PRAÇA
Chegaremos aos 200?
Londrina fecha o nono mês do ano com um total de 160 homicídios. Usando apenas os números, é possível antecipar que o total, ao final deste ano, chegará aos 200. Afinal, são pouco mais de 17 por mês, o que pode levar o número a cerca de 210 no fim do ano.
Naturalmente, estatísticas, neste caso, não são confiáveis. Trata-se de casos humanos e não de questões numéricas. E embora se possa dar alguma razão à autoridade policial, que afirma ser impossível evitar os homicídios, é certo que algum tipo de ação mais concreta precisa ser adotada para mudar um quadro de insegurança como este que se vive em Londrina.
Não é possível, a curto prazo, resolver os problemas de desigualdades sociais, nem se vislumbram modos de conter a criminalidade decorrente, entre tantas outras coisas, do tráfico de drogas. Entretanto, é inegável que a sociedade como um todo está em seu direito ao reclamar uma ação mais eficaz dos órgãos de segurança, notadamente no esforço para prevenção do crime. Uma vez mais vale insistir na questão, sabendo-se que a simples presença de policiais pelas ruas, a pé ou em viaturas, reduz a violência, dá mais segurança. Londrina precisa reverter este quadro e evitar que atinjamos a marca dos 200 homicídios, parece algo possível.
Obesidade infantil
Com o aumento de peso das crianças americanas, as gigantes companhias de alimentação agora prometem oferecer uma alternativa mais saudável a seus produtos cheios de açúcar e gordura, muito populares entre os estudantes.

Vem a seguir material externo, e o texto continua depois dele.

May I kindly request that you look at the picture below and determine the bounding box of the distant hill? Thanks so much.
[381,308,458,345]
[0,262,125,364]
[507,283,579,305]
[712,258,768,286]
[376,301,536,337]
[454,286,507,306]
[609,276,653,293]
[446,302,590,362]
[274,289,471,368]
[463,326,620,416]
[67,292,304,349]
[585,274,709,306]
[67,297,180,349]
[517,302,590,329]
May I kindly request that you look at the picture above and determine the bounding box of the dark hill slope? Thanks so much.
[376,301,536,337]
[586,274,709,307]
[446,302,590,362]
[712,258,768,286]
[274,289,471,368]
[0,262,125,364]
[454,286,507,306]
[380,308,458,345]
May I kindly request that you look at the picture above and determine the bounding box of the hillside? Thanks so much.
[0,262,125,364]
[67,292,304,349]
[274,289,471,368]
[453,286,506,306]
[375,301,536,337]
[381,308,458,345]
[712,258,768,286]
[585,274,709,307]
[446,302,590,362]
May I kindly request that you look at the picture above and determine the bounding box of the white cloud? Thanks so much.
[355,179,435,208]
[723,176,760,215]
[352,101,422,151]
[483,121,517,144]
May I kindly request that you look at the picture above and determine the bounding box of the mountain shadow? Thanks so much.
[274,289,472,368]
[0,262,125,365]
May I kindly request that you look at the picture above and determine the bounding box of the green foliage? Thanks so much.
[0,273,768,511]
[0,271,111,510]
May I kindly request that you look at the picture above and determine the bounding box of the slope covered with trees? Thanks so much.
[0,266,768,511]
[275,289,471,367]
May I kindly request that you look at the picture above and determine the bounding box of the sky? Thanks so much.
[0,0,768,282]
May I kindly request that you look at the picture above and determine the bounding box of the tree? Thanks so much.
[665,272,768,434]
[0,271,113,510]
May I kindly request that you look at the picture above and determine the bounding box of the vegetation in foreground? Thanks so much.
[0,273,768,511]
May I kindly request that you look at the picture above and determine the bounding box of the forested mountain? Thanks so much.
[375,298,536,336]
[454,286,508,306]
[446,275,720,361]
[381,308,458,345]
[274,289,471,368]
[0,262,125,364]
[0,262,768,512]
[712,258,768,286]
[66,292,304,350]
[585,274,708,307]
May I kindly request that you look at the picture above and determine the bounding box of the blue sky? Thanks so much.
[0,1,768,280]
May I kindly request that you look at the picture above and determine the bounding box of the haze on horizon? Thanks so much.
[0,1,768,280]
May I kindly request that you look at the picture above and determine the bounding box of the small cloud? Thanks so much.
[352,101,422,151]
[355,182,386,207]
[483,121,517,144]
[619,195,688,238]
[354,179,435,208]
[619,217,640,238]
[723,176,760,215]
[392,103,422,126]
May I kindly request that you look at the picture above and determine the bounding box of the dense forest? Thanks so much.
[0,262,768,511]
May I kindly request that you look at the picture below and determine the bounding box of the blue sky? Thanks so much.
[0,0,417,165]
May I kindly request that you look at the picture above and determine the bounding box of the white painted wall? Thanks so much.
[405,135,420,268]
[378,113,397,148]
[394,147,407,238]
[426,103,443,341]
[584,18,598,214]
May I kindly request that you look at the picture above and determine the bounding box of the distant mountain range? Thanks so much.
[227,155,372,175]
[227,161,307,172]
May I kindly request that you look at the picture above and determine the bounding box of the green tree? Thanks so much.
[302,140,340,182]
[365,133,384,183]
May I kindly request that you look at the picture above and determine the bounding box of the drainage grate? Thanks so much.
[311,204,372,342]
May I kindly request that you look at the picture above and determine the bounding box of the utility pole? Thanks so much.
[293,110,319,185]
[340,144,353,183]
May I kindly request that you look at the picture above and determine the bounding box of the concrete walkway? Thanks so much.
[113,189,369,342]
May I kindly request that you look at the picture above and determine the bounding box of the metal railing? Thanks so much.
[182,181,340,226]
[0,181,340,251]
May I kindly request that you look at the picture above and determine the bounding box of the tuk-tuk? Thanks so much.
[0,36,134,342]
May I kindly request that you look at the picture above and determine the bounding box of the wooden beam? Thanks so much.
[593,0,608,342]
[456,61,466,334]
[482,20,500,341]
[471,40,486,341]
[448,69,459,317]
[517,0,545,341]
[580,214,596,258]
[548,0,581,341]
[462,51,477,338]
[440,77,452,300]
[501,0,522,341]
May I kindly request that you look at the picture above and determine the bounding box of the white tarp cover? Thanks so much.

Na semana passada, a fabricante de batatas fritas Frito-Lay lançou uma campanha de publicidade, dando destaque à ausência de ácidos graxos do tipo ''trans'' em seus novos produtos, o que afirma que ''ajudará os consumidores a fazer escolhas de alimentação mais informadas e saudáveis''.
A líder industrial Kraft Foods promoteu reduzir o número de calorias e o tamanho de seus produtos, como biscoitos, salsichas e pizzas, enquanto a rede de restaurantes McDonald's lançou novas saladas.
No entanto, estes esforços não convencem os críticos da ''junk food'', que apontam para a obesidade crescente das crianças nos Estados Unidos. Cerca de 15% dos americanos entre 6 e 19 anos estavam acima do peso no ano 2000, em comparação com 5%, em 1980. ''Na última década, as crianças aumentaram a ingestão de calorias de 150 para 200'', alertou Barry Popkin, professor da Universidade da Carolina do Norte.